Counties in Which Incorporation Authorized.

That any number of persons, not less than five, may become an incorporated company for the purpose of constructing any boom or booms with or without piers, dam or dams, in the rivers, creeks or other streams within any of the following counties in this state, to-wit: Gilmer, Greenbrier, Summers, Raleigh, Fayette, Mineral' Pocahontas, Pleasants, Nicholas, Webster, Lewis, Wetzel, Jackson, Wyoming, Tucker, Preston, McDowell, Randolph, Barbour, Mercer, Logan, Calhoun, Braxton, Cabell, Boone, Upshur, Monroe, Wood, Ritchie and Kanawha (except Elk river and its tributaries, within the limits of Kanawha county), which may be necessary for the purpose of stopping and securing boats, rafts, logs, masts, spars, lumber and other timber. No such boom or dam shall be constructed in any of the rivers, creeks or other streams of the state which are navigable by steamboats at an ordinary stage of water above the places where such boom or dam is proposed to be located. [Code 1887, § 1, p. 984, as amended by ch. 8, acts 1889.]

How to Organize.

Such persons shall organize by adopting and signing articles of incorparation, which shall be acknowledged by the several incorporators before some person authorized to take acknowledgements of deeds, and such acknowledgements shall be certified by the officers before whom they are made, and be recorded in the office of the clerk of the county court in the county in which any such boom may be constructed, and in the office of the secretary of state. The organization of such proposed corporation shall take place within six months from the filing of such articles in the last nained office. Such articles shall contain:

First. The name of the proposed corporation.

Second. The place at or near which it is proposed to construct such boom or other structure for the purpose aforesaid.

Third. The place at which shall be established and maintained the principal office of such corporation.

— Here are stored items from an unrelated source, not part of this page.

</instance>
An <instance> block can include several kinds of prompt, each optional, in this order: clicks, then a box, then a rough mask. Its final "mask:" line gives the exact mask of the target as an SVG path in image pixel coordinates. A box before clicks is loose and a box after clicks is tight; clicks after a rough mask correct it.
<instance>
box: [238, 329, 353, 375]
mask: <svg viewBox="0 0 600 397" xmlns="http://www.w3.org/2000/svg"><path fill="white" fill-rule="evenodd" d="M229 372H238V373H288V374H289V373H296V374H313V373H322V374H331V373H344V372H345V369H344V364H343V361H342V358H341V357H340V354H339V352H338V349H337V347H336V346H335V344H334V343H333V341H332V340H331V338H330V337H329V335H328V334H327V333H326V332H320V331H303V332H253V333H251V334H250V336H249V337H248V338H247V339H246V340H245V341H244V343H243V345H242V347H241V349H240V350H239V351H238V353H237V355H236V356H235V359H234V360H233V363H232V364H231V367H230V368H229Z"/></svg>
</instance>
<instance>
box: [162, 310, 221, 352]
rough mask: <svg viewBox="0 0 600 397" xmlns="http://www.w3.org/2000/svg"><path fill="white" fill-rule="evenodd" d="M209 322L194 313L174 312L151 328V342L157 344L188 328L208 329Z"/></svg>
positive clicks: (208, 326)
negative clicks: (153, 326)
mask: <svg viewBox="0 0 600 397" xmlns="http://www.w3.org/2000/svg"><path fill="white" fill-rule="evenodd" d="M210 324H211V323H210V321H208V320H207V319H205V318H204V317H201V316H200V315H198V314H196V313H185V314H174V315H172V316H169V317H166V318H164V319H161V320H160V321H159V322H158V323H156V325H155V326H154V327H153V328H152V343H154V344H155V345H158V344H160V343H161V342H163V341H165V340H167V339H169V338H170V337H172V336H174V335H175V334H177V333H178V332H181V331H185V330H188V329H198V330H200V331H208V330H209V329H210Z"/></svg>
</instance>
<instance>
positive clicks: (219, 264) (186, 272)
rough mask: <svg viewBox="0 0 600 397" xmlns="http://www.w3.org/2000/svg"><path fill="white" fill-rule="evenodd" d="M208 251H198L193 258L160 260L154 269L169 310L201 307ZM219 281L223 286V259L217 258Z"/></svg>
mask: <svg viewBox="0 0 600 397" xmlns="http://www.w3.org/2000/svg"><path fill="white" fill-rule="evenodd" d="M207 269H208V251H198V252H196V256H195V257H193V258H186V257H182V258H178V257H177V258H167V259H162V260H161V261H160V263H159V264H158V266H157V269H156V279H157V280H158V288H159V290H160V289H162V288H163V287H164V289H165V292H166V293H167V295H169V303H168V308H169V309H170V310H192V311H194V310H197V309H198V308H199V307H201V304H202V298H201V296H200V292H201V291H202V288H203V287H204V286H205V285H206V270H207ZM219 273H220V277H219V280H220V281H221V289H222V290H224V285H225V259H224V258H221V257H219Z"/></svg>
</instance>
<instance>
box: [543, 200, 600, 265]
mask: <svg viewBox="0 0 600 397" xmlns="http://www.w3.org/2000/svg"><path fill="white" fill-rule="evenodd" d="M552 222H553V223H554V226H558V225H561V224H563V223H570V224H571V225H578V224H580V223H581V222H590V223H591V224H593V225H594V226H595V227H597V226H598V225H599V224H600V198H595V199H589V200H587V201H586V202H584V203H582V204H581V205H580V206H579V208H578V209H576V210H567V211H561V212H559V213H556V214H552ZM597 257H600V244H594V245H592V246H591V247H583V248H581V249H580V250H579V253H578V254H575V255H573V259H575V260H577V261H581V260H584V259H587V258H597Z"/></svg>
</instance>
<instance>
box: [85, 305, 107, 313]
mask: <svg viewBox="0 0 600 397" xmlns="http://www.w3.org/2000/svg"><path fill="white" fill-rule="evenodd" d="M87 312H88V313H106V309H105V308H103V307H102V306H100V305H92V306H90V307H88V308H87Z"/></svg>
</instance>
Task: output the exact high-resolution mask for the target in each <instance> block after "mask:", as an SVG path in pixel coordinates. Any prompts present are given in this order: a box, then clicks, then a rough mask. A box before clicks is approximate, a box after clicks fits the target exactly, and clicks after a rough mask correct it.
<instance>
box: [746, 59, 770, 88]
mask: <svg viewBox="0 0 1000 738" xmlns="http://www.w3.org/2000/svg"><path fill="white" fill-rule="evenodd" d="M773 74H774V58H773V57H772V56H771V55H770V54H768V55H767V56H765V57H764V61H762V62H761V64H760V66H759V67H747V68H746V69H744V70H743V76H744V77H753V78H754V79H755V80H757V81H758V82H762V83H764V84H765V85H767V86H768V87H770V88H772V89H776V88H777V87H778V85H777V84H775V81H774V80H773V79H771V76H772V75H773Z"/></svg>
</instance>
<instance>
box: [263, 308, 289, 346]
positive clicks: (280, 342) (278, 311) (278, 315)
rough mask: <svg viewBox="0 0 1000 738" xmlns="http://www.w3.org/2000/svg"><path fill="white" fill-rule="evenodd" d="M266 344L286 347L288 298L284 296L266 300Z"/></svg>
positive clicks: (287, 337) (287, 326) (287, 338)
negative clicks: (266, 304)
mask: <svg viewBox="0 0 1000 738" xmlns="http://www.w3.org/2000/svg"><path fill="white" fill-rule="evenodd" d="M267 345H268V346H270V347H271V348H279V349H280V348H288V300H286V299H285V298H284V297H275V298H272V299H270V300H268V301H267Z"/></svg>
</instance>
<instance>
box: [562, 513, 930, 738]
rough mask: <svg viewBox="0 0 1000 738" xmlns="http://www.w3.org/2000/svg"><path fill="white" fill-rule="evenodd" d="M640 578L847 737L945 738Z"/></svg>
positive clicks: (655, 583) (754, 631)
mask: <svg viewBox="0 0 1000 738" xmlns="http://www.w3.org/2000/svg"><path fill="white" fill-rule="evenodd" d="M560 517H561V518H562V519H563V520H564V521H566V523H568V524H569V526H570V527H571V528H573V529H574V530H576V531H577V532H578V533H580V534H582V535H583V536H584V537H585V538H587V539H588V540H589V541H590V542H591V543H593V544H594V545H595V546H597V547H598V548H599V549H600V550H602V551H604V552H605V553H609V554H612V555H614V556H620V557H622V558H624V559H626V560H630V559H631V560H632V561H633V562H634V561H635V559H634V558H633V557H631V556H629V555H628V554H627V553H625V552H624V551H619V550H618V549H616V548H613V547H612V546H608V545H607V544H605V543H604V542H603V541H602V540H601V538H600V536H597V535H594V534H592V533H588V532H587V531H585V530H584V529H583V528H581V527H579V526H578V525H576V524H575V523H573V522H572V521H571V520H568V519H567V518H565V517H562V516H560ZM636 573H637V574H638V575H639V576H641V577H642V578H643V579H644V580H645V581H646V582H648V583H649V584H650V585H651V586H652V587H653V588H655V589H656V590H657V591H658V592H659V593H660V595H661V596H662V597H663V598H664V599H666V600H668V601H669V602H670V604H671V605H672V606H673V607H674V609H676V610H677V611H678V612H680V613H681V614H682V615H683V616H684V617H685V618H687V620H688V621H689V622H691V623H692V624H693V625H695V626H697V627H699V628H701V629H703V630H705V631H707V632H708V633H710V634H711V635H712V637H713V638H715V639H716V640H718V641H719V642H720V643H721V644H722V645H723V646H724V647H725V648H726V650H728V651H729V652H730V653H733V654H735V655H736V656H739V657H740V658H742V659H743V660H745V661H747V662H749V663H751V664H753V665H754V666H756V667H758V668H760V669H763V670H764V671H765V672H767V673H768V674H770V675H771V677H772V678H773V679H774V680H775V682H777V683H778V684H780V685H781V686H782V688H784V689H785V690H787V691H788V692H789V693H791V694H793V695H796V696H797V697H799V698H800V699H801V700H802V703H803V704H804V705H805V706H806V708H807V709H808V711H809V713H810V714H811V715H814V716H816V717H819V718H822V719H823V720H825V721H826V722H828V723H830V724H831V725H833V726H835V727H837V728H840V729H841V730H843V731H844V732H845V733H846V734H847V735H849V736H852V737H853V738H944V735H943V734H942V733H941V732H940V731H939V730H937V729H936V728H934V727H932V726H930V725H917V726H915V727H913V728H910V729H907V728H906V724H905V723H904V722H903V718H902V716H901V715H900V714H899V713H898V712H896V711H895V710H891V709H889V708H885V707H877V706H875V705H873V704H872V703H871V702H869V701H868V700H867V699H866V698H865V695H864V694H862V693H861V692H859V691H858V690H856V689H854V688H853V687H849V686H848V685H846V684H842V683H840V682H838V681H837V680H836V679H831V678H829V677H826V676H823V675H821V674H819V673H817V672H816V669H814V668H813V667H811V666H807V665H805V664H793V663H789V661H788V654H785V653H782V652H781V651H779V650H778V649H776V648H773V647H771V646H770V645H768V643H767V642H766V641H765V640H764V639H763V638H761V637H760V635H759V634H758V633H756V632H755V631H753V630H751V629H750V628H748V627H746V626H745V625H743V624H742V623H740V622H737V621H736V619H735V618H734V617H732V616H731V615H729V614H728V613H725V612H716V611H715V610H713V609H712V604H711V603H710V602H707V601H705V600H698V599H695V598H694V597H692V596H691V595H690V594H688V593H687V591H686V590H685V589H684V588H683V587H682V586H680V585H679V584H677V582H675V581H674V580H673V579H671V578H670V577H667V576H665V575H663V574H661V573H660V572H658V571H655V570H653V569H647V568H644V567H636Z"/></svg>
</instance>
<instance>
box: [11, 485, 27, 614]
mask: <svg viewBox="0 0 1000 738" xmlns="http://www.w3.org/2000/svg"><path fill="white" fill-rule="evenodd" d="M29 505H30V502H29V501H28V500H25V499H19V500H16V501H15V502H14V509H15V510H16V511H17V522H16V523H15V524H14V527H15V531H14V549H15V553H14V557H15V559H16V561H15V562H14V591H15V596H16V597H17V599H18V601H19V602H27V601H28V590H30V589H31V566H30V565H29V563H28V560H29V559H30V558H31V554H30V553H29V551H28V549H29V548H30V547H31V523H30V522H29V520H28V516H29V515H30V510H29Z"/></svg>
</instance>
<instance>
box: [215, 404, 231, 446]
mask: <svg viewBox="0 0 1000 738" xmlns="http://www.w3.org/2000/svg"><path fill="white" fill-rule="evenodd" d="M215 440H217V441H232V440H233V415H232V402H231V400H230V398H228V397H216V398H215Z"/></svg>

Fourth.-The time of commencement and the period of continuance of such proposed corporation.

Fifth. The amount of capital stock of such proposed corporation, the number and amount of shares at the par value thereof.

Sixth. The names and places of residence of the several persons forming the association for incorporation, and the number of shares subscribed by each, and that at least ten per cent of the par value of each share has been paid. And the affidavits of at least two of the corporators named in the agreement shall be annexed thereto to the effect that the amount stated to be paid on the capital stock has been, in good faith, paid in for the purposes and business of the intended corporation, without any intention or understanding that the same shall be withdrawn therefrom before the expiration or dissolution of the corporation. [Code 1887, p. 984-5, acts 1877, ch. 121, §§ 2 and 3.]

Certificate of Secretary of State.

When the articles shall have been filed and recorded as aforesaid, the secretary of state shall issue his certificate in accordance with section nine of chapter fifty-four of the code of West Virginia, and the persons named as corporators shall thereupon become and be deemed a body corporate, and shall be authorized to proceed to carry into effect the object set forth in such articles, in accordance with the provisions of this act. As such body corporate they shall have succession for the time limited in the articles of incorporation, and, in their corporate name, may sue and be sued, plead and be impleaded. The said corporation shall have a common seal which it may alter at pleasure; may declare the interest of its stockholders transferable; shall establish by-laws, and may make all rules and regulations deemed necessary for the management of its affairs, in accordance with law. A copy of any articles of incorporation filed and recorded in pursuance of this act, or the record thereof, and.certified to be a copy by the secretary of state, shall be presumptive evidence of the incorporation of such company and of the facts therein stated. [Code 1877, p. 985; Acts 1887, ch. 121, § 4.]